I am married to someone who heard (still hears? I dare not know) the authentic voice of god talking to her in her head. She has one parent who also thinks she hears the voice in her head and another who's profession it was to convince people they should be hearing the voice in their head.

It has taken years of her being out of that malign environment for the symptoms to not really ever be present.

But that does not mean that one does not live every day with the knowledge of how serious her psychosis was and can be.

Comment 2 by Marcus Small

Some of you may have come across the work the hearing voices network which was inspired by the work of Marius Romme.

I attended an interesting lecture on it all a couple months ago.

Good man. I know we occasionally clash with our viewpoints, but if your congregation insist on being, well, a congregation, I am glad they have someone as enlightened as yourself trying to steer their ship. I have - horrifyingly - encountered vicars and worship leaders of various denominations who laud - to their face - individuals hearing voices in their heads and encourage them to do so. The experiences will never leave me although I wish they would.

Fri, 07 Oct 2011 08:54:52 UTC | #878684

Peter Grant's Avatar Comment 6 by Peter Grant

Comment 5 by irate_atheist

I am married to someone who heard (still hears? I dare not know) the authentic voice of god talking to her in her head. She has one parent who also thinks she hears the voice in her head and another who's profession it was to convince people they should be hearing the voice in their head.

It has taken years of her being out of that malign environment for the symptoms to not really ever be present.

But that does not mean that one does not live every day with the knowledge of how serious her psychosis was and can be.

I also hear voices, which I used to attribute to all sorts of supernatural entities. Now that I'm an atheist I still hear them, but they are far less disconcerting, I even argue with them sometimes.

Fri, 07 Oct 2011 10:18:44 UTC | #878695

aquilacane's Avatar Comment 7 by aquilacane

Comment 6 by Peter Grant

I also hear voices, which I used to attribute to all sorts of supernatural entities. Now that I'm an atheist I still hear them, but they are far less disconcerting, I even argue with them sometimes.

I've always known the voices were mine and I would expect most people who hear voices know it's just them speaking to themselves. The problem is the person who doesn't realize the voices are theirs and, instead, holds a false idea of where those voices originate. "God is speaking to me" doesn't occur as a possibility to the person who doesn't have any concept of god.

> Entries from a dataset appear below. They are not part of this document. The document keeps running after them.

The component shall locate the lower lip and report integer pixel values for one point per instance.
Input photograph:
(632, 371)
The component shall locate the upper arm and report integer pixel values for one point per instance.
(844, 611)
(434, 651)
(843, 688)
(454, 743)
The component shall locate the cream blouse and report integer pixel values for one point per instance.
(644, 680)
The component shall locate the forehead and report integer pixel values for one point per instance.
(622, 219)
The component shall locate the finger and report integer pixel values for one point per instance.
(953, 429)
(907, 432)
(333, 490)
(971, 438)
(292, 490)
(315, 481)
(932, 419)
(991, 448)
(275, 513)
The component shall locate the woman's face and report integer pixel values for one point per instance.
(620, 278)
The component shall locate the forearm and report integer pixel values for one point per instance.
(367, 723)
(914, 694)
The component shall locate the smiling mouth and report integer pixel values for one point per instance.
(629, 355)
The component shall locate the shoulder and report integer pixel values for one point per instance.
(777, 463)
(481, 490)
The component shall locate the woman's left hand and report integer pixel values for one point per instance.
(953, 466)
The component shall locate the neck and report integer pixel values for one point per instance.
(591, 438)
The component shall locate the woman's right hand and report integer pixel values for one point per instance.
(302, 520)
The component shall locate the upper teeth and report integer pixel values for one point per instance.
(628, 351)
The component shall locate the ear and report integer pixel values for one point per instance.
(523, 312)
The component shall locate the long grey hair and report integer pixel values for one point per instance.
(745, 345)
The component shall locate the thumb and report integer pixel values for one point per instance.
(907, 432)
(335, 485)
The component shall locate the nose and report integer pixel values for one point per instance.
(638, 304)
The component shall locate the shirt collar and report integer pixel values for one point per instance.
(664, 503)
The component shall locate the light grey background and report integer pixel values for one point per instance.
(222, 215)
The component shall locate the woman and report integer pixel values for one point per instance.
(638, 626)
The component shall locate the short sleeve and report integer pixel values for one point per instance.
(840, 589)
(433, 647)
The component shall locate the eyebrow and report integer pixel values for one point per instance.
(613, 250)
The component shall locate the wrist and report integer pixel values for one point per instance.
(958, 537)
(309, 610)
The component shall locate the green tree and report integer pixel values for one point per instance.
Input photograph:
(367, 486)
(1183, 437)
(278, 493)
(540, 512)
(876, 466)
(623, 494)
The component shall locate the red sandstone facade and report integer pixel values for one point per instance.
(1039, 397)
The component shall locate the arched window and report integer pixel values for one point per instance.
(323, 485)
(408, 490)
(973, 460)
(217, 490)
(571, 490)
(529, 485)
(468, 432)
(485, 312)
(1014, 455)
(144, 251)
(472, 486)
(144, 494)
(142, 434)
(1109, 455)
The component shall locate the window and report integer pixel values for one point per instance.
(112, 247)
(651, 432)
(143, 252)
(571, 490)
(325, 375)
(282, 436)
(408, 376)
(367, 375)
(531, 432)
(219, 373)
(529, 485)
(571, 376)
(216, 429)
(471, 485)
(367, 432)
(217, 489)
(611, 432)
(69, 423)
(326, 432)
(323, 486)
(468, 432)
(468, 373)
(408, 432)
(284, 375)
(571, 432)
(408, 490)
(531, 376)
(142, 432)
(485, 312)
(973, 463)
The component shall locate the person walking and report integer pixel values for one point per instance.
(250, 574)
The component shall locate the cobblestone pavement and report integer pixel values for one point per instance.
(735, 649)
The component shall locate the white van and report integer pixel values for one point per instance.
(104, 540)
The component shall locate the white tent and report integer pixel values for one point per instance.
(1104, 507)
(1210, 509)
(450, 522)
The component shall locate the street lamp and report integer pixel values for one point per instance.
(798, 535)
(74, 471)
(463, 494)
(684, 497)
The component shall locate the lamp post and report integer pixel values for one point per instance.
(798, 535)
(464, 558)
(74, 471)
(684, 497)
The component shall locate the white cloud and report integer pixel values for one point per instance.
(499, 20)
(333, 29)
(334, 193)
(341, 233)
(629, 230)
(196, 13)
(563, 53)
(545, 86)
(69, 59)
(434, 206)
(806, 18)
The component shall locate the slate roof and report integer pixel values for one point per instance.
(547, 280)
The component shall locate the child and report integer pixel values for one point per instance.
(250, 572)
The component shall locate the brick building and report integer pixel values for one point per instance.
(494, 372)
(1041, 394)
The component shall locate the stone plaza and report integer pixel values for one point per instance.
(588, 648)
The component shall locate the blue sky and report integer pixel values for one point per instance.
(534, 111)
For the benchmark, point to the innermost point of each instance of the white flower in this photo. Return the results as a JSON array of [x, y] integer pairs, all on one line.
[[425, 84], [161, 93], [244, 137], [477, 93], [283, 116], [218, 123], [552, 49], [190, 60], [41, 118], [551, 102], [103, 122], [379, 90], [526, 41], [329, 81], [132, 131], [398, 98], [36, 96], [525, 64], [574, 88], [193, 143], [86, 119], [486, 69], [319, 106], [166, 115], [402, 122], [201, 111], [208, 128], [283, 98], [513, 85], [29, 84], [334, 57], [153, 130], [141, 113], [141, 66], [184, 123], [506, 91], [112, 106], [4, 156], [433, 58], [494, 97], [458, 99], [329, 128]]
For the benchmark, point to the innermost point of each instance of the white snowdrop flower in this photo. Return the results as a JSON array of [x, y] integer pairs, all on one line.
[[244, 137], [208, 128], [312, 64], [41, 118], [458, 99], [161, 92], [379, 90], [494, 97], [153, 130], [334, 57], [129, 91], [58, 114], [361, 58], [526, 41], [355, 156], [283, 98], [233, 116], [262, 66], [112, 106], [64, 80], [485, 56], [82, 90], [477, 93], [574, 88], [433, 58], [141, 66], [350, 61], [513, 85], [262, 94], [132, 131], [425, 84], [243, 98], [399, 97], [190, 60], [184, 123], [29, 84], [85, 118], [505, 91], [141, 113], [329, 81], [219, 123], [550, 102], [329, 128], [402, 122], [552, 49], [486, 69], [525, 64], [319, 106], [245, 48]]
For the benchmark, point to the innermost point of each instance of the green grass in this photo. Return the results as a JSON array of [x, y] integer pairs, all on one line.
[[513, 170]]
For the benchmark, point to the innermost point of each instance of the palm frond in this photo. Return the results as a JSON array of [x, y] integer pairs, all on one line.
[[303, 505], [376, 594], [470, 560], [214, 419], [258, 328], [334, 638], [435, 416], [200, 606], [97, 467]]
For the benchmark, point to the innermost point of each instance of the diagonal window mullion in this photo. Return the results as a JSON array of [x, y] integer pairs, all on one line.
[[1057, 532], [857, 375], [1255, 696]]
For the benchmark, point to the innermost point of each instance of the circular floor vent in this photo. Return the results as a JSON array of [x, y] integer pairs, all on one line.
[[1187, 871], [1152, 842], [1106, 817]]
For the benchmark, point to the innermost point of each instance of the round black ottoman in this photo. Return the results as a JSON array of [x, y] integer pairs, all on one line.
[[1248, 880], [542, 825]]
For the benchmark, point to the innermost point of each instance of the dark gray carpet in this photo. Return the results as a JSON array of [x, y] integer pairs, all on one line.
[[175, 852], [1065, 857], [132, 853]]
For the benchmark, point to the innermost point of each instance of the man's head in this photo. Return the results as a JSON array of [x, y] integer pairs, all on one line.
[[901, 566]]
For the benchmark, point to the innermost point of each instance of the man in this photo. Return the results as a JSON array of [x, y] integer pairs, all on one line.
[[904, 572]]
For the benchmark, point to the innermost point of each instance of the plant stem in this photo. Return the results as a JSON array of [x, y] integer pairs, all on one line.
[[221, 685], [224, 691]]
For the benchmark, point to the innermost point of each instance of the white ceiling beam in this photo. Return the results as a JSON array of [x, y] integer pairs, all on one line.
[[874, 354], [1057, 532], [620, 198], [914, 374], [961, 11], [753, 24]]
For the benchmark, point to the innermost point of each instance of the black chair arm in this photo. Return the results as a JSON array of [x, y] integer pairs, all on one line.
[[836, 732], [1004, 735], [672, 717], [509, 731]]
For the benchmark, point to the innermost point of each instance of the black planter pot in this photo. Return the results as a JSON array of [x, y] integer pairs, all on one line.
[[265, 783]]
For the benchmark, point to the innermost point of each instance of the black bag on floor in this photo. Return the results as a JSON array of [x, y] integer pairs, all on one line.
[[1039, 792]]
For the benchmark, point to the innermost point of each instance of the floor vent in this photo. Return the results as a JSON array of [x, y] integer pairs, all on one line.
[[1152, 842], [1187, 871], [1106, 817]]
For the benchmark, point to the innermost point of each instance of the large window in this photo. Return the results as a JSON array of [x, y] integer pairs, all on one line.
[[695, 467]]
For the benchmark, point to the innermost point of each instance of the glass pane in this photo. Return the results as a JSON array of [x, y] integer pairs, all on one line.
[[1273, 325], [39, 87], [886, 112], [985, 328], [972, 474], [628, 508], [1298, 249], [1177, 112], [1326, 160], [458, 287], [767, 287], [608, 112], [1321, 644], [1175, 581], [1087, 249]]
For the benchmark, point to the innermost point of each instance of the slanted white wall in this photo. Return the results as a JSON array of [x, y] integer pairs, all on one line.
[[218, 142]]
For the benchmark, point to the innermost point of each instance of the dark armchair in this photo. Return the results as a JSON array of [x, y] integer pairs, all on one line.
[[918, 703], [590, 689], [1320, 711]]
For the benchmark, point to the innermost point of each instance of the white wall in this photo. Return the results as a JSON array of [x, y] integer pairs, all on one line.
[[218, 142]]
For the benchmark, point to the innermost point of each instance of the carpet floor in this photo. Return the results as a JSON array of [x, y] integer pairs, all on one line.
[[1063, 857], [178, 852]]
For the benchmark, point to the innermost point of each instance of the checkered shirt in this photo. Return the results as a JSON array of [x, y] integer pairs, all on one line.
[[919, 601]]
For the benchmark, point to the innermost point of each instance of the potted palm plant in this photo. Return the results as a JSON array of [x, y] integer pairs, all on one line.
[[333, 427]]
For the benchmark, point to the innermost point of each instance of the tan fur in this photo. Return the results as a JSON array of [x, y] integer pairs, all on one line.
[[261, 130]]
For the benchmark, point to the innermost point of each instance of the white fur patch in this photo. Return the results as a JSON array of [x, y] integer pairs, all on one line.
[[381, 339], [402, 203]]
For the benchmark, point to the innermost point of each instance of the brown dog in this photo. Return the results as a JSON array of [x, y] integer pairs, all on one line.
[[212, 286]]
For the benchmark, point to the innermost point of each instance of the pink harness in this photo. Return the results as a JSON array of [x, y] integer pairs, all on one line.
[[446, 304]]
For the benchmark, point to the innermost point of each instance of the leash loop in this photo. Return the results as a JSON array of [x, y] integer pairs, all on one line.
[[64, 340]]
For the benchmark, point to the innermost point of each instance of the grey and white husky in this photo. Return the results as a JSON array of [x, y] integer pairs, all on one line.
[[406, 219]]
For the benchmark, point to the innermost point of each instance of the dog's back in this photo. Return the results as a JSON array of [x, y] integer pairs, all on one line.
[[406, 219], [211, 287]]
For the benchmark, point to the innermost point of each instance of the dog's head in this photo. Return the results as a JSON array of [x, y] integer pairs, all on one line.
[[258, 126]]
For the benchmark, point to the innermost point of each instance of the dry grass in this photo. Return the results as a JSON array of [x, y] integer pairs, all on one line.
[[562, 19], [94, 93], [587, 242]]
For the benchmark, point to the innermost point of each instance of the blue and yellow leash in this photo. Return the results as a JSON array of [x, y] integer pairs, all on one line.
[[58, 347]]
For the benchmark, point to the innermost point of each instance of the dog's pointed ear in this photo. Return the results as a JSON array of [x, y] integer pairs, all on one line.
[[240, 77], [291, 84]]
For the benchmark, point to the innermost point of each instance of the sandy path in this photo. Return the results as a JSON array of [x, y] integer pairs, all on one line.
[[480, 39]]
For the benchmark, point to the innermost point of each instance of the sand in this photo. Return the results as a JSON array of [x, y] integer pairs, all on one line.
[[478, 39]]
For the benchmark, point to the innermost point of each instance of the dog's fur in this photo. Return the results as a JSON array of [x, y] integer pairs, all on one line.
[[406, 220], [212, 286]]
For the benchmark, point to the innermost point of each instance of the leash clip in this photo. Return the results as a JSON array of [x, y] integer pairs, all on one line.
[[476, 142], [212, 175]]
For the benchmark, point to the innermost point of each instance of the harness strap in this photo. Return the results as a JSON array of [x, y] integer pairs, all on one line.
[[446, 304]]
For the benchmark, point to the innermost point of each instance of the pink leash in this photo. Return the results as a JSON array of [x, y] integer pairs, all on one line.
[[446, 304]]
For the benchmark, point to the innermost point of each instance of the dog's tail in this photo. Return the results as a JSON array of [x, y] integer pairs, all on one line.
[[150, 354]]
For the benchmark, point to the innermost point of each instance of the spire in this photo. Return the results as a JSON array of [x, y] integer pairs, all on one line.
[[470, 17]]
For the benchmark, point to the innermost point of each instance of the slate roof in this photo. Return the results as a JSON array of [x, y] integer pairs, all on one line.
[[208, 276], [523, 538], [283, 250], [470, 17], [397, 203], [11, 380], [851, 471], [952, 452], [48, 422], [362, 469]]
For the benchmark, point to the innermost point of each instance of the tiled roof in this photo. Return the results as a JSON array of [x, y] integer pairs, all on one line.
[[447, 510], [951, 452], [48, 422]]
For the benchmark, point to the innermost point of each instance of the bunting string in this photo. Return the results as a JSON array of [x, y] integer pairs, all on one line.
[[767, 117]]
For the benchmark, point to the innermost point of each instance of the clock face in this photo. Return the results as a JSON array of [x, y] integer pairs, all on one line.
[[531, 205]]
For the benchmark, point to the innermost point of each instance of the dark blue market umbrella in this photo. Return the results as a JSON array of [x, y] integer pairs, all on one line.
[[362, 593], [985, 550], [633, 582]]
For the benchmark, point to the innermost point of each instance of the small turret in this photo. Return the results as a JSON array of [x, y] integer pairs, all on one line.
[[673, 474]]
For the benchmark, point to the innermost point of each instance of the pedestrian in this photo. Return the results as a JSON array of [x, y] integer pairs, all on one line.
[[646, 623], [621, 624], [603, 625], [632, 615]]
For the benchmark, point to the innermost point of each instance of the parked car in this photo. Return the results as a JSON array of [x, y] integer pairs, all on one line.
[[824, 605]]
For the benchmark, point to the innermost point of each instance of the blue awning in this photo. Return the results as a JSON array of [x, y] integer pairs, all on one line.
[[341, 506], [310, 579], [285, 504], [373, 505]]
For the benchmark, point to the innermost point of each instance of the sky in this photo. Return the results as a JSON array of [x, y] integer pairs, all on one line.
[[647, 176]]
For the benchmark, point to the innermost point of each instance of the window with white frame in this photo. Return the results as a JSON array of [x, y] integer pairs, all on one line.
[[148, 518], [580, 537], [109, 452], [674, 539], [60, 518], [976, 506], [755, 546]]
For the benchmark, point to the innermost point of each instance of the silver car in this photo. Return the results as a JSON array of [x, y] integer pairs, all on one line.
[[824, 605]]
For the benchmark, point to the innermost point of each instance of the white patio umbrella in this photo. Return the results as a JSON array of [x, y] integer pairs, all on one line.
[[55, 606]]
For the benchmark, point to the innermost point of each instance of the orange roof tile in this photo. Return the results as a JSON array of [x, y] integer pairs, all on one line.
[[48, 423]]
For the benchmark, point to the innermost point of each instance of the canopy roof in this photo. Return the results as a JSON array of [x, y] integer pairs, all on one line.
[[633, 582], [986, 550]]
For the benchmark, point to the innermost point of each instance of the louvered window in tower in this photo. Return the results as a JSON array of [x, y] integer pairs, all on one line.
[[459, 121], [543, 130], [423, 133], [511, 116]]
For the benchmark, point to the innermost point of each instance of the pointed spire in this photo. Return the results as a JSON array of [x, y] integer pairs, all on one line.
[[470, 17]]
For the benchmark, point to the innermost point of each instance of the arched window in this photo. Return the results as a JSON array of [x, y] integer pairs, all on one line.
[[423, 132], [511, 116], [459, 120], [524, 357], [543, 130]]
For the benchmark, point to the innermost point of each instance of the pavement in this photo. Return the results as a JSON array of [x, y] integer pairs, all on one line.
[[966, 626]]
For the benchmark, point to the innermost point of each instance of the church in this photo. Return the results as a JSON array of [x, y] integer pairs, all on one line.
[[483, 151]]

In truth, I don't hear voices so much as use them. It's how I sort out ideas. I get consensus much faster than speaking with real people. I am not bombarded by strange voices all day; I know why each one is there and exactly what they are saying. Maybe it’s not the same thing.

Fri, 07 Oct 2011 13:30:25 UTC | #878730

SomersetJohn's Avatar Comment 8 by SomersetJohn

I hear voices in my head, and have done since fairly early childhood.

I have always known they were a product of my imagination. I used them to create stories, practice arguments and work through intellectual problems. I'm not so creative these days but those voices are still a useful tool for learning and clarifying thoughts. Not once have I ever thought the voices were external to me, or anything other than me talking to myself.

I can well believe hearing voices is a lot more common than some think, it's only when they are not recognised as internal that they can become dangerous.